AGO, LOVEFAT, LISTLESS AND SINSICK: THE VULNERABILITY AND TOXICITY OF CHAUVINISM by ELIOT HUDSON

 

Eliot Hudson is an author and singer songwriter. He's earned two Masters Degrees (Creative Writing & Modern Literature) at the University of Edinburgh (Scotland) and has studied under Rick Moody. Hudson's latest short story Russian Dolls is included in Mystery Weekly Magazine's June 2019 Issue. His latest poems are featured in Gravitas (Volume 18.2), The Book Smuggler's Den and Castabout Art & Literature. Hudson has an upcoming short story in Cleaning up Glitter and Helen Literary Magazine will be publishing three poems and a short story of Hudson's this fall.



Ago, lovefat, listless and sinsick: The Vulnerability and Toxicity of Chauvinism

by Eliot Hudson

A kiss is speaking to someone but really close so you’re feeling the tongue tell words in a language unique to every person. 

Some people’s language is soft like kittens lapping up milk with little laps of their kitten tongue. Some are slobbery dog kisses and some think kissing is a competition. Some people kiss like shattered windshield glass, and others like timid children. Then there are those that kiss like gentle people who are secretly rapists—while others kiss like rapists who are secretly gentle people! Then there are the kisses like summer stick and sunburn, rash and lotions; and others like a bundled-up December.

And I can’t walk into that room anymore.

I can’t love again because my love’s in the room that I can’t walk into.
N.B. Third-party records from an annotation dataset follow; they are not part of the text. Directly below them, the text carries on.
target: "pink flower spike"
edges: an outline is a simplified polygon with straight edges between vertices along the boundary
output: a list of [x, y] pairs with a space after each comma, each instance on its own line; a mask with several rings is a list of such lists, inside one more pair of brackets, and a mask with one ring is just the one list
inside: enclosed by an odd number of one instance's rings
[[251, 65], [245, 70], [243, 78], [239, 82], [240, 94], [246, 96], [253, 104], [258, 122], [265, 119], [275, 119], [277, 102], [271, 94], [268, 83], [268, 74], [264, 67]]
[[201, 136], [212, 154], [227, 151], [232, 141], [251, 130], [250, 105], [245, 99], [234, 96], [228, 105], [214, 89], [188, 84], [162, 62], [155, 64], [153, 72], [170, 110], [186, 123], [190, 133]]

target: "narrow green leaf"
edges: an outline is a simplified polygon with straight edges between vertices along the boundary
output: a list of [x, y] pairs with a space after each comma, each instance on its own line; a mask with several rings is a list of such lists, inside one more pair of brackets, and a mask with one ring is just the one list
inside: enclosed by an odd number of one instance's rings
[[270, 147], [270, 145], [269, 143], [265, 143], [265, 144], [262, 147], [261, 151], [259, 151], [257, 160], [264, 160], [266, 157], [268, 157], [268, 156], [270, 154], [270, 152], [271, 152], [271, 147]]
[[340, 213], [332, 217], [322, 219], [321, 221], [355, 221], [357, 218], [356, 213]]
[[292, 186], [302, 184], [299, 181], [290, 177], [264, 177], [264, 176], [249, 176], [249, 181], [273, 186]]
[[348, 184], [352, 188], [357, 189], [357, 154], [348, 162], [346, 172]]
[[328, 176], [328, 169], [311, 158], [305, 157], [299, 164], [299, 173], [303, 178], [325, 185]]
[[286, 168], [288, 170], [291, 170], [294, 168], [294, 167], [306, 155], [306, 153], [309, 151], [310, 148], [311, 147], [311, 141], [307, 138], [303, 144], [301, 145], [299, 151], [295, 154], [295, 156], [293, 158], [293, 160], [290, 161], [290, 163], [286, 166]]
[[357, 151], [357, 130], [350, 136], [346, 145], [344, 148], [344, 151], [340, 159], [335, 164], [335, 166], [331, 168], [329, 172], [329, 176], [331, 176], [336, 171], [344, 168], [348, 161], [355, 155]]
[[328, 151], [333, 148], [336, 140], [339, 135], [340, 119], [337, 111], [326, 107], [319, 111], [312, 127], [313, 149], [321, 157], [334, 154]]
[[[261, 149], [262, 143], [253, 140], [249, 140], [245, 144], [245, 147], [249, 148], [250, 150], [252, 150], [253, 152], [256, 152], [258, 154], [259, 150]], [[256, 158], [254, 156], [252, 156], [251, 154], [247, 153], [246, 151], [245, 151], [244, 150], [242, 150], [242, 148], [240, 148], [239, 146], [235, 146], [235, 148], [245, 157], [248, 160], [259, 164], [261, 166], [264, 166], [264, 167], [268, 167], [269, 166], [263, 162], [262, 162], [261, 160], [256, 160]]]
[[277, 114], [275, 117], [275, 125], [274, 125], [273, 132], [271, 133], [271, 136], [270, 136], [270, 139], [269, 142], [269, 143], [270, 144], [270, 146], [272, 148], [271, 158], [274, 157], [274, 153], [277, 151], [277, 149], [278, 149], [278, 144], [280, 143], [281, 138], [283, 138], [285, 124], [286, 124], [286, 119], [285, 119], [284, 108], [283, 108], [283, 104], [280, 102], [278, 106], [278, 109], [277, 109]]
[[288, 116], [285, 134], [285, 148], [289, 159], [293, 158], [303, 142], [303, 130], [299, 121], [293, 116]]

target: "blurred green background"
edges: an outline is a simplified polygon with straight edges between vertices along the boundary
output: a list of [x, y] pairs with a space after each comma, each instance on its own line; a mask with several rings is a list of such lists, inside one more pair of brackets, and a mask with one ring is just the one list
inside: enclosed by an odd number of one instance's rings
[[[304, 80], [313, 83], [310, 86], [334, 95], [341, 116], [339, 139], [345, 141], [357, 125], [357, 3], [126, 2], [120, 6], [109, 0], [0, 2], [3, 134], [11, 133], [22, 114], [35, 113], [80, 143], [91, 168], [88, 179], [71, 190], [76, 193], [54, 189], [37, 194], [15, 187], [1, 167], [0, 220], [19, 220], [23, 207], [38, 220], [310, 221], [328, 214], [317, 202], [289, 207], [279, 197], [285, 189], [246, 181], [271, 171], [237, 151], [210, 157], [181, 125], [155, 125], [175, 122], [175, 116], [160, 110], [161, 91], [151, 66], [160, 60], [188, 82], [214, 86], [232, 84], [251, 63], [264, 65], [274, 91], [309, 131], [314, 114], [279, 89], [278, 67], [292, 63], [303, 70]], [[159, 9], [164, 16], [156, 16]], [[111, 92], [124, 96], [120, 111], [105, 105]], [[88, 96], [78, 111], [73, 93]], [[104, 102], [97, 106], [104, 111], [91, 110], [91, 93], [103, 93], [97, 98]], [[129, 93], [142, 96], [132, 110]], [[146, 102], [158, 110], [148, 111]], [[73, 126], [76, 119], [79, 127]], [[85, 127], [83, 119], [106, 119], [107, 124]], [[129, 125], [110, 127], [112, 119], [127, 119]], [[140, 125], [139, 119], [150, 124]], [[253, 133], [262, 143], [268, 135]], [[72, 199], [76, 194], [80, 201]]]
Kirsty had feet like a bog and hair like a spiderweb and I fought and resisted being consumed by the spider at the center of her web. She made me notice, people don’t go and smell flowers anymore. They’re more likely to go smell anti-stress soap that smells like flowers.

I haven’t showered today and it’s starting to stick in my grundle. Gooch. Nifkin. Many words for it. But that’s a place where it looks like they sewed two people together. The sexy part and the disgusting part. It was that location that made Plato believe all people were hermaphrodites and “love” was trying to find our separated-hermaphrodite-other-half. Science tells us that scar between the legs is where our genitals finally formed while we were developing in the womb. Personally, I think that scar is where two different people come together to make one person. Like you were tickling my two halves {my good and evil sides} with your fingertips and I liked it. 

I said keep going.

You said you’re concerned that your ass and thighs were becoming like your mother’s and I was concerned too because your mother’s ugly. 

But that’s not fair, you lost weight to fit into your bride’s dress and I gained weight because I’m depressed. And the only thing you ever really lost was your gerbil and you would cry for nights on end while my mother attempted suicide. But how is that your fault? And why does seeing a girl you once loved hold a baby in a Facebook photo makes me question if I’ll ever be really ready? It makes real for a moment what could have happened, as I notice the glint of the hospital light on your fingernails. How you’re still bleaching your hair and still have that wince of fear in your eyes, and for a brief and disgusting moment it makes me wonder what panties you have on? Have I seen them? Did I buy them for you or with you, or do you still wear them, saying this could have been yours, on Facebook?

Those pictures of you on the beach are sexy. I remember when we were on the beach and I never knew you looked so good in a black and white tank top against your sunburn. Uh! And Annalisa DM’d me. We never even had sex! Just worked with her. It’s unfair…I forgot how annoying your laugh was and how thin your legs were, which was sexy, but your calves were unshapely—at the time I liked chicken bones for ankles! But now I would take…You were almost in the cankle range. And how pointy your nipples were. I’d never seen any so pointy, they were teats as teats were meant to be. Not silver dollar nipples like Sarah’s. How Sarah could strip with pancake nipples, I don’t know, but good dimples and a fine figure even those nice dimples on her back…and I remember I slept with mirrored panels above my bed, some fell off and fragments of you hovered above me and I desired you like a weaning babe wants back its breast milk and there were moments when I was an infant again asking, this sensation comes from here? All these smells—flowers and perfumes—come up these two small holes? And that pleasure like the sea, that comes from there?

And now the only one I see above me in the mirror is my forsaken self.